To our knowledge, we report the first case of chondrosarcoma-associated dermatomyositis in conjunction with a positive anti-TIF1γ antibody test result. A complete evaluation of dermatomyositis should include testing for myositis-specific autoantibodies, including anti-TIF1γ, because positive anti-TIF1γ antibody status carries an estimated 18-fold higher risk of paraneoplastic disease. Meta-analysis has found a positive predictive value of 58% and negative predictive value of 95% for anti-TIF1γ status and paraneoplastic disease. Selva-OʼCallaghan et al suggest that a patient with dermatomyositis who tests negative for anti-TIF1γ should receive a single positron emission tomography/CT study to reaffirm the absence of malignancy.

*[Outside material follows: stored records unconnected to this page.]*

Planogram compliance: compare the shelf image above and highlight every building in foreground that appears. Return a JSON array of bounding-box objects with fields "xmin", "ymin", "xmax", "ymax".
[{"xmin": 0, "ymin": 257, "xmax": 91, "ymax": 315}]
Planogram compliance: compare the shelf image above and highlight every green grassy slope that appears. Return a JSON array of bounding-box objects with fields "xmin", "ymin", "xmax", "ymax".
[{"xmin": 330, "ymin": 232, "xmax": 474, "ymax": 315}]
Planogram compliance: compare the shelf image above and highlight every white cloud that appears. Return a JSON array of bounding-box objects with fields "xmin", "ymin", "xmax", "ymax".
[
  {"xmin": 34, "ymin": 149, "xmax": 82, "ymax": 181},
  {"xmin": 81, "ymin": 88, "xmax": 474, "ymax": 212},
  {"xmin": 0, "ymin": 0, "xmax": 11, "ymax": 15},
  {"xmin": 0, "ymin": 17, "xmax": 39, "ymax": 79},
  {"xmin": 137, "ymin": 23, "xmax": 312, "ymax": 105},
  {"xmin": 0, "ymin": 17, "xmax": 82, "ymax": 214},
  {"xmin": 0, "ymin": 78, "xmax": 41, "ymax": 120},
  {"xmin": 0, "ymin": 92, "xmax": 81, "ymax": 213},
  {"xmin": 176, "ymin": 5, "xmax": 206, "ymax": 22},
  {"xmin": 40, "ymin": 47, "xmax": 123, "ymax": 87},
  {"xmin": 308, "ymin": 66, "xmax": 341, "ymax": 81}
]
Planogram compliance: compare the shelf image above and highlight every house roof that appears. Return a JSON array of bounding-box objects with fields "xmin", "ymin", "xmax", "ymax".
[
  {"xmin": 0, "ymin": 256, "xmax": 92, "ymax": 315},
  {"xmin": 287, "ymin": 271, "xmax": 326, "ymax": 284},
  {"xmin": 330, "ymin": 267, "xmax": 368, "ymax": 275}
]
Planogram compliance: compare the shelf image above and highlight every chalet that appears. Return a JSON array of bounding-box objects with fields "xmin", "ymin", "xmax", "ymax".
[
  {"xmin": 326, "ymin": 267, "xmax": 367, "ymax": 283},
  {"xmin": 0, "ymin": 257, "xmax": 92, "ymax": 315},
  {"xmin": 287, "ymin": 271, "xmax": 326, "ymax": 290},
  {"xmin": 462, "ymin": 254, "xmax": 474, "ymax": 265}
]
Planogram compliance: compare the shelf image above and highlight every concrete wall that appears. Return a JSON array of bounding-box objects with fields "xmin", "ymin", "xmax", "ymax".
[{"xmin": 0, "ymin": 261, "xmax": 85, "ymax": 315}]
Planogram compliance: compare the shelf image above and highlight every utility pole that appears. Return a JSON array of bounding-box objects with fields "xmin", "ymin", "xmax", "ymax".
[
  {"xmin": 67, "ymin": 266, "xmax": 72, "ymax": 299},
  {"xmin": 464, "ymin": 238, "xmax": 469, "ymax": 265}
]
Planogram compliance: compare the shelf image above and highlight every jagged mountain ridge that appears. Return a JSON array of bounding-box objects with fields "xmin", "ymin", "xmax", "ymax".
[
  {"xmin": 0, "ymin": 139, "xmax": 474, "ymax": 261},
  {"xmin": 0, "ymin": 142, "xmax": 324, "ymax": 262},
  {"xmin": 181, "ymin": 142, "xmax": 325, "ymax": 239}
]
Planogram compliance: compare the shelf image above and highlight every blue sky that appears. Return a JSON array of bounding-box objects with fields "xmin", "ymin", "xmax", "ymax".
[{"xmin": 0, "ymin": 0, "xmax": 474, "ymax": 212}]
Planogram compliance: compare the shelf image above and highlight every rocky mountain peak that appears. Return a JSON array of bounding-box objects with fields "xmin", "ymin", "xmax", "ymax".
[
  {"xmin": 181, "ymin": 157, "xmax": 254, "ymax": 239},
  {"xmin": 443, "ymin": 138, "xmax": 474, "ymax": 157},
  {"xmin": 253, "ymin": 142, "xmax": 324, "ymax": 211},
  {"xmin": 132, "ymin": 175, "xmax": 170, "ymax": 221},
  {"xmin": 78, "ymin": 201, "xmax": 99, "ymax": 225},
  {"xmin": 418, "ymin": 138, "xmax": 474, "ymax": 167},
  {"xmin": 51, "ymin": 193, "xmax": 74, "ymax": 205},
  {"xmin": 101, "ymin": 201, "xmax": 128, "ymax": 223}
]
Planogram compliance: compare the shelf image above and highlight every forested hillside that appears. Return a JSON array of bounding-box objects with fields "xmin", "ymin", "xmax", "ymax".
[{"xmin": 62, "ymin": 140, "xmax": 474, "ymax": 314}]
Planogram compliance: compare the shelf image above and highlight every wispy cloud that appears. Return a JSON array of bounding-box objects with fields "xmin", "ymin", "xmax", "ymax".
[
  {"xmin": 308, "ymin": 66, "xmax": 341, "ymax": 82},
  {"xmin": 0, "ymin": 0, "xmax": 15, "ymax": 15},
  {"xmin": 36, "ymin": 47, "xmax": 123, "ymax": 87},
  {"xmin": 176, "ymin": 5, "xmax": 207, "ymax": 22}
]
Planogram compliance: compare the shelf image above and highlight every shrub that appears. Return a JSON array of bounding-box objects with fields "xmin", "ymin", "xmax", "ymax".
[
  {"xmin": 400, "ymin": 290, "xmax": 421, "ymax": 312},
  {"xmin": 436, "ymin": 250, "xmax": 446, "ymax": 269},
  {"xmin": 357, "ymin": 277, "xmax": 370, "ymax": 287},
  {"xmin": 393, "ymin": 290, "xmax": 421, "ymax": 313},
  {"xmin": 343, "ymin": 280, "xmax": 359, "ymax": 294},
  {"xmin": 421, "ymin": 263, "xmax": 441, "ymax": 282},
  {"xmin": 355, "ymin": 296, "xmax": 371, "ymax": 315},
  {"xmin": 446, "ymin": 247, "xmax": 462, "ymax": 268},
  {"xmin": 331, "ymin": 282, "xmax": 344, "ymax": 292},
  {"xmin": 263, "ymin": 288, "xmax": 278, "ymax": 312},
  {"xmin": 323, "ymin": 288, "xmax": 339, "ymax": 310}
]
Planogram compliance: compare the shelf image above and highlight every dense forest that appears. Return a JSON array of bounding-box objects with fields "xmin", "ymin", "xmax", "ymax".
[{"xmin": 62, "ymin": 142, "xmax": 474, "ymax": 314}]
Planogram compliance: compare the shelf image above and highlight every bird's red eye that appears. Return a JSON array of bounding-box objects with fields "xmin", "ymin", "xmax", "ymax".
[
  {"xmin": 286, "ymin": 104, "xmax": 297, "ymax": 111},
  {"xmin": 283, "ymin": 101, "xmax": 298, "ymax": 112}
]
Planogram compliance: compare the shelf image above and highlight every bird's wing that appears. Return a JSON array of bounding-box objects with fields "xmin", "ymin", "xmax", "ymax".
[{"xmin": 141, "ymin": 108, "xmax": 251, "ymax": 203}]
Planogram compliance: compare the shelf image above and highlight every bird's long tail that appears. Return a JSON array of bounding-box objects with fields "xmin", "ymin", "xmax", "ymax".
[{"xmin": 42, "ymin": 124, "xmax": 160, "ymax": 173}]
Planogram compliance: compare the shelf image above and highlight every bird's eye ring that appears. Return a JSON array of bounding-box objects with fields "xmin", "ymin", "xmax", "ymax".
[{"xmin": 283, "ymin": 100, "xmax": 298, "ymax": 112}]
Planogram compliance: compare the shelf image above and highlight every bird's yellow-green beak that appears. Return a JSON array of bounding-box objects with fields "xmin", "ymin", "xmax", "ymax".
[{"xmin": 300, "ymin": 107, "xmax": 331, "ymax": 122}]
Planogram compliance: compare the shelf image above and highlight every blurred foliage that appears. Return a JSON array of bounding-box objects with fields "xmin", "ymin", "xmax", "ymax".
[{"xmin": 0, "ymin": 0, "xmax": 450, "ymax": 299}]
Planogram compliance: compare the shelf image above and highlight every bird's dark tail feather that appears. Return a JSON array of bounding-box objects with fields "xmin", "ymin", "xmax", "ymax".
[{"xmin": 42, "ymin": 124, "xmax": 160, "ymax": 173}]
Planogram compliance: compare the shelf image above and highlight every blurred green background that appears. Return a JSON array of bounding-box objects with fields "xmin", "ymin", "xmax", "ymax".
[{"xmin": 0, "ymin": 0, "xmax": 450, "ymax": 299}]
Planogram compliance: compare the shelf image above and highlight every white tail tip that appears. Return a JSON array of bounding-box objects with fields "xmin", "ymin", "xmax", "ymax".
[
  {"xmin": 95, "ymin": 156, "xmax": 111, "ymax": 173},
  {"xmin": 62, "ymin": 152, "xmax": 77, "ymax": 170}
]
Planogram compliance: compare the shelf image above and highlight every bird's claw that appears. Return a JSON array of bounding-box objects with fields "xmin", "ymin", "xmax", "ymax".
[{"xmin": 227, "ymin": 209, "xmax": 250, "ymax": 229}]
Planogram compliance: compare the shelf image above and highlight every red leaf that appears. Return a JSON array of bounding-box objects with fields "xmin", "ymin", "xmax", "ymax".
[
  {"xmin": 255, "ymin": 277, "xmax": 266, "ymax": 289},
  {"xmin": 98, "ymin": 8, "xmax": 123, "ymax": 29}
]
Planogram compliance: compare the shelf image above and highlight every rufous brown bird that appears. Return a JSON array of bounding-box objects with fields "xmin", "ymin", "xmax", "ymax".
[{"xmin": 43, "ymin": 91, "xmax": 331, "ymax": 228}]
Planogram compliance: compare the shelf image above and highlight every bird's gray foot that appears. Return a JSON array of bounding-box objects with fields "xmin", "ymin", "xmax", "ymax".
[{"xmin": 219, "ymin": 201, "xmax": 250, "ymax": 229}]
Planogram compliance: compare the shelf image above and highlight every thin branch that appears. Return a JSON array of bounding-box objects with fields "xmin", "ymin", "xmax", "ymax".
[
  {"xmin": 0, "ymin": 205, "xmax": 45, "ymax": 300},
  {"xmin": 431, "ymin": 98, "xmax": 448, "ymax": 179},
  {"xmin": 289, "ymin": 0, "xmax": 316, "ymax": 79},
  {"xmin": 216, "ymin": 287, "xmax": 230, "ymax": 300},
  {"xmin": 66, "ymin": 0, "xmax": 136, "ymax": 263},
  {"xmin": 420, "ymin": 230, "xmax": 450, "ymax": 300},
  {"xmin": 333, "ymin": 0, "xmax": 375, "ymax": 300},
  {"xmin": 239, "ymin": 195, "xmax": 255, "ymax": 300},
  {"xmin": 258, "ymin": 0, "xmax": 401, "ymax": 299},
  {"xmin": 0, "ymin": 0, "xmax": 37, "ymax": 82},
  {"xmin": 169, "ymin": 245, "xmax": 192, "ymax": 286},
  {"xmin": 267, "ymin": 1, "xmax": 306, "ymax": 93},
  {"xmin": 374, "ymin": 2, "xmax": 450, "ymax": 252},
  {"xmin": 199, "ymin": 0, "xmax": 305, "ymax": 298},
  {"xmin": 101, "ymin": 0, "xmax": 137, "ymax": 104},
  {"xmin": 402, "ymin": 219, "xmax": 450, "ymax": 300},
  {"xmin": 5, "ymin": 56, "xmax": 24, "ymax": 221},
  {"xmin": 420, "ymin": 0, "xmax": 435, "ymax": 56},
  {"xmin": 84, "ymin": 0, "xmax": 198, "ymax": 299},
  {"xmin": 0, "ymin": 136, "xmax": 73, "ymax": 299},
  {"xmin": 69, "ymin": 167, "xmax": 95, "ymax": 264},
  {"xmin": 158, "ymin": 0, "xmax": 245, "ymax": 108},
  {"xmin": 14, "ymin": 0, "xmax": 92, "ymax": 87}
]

In contrast, patients with dermatomyositis and a positive anti-TIF1γ antibody test result should receive yearly positron emission tomography/CT examinations for at least 3 to 5 years after their dermatomyositis diagnosis. Regardless of autoantibody status, until additional evidence becomes available, current practice dictates that all patients should have a comprehensive malignancy evaluation upon diagnosis of dermatomyositis.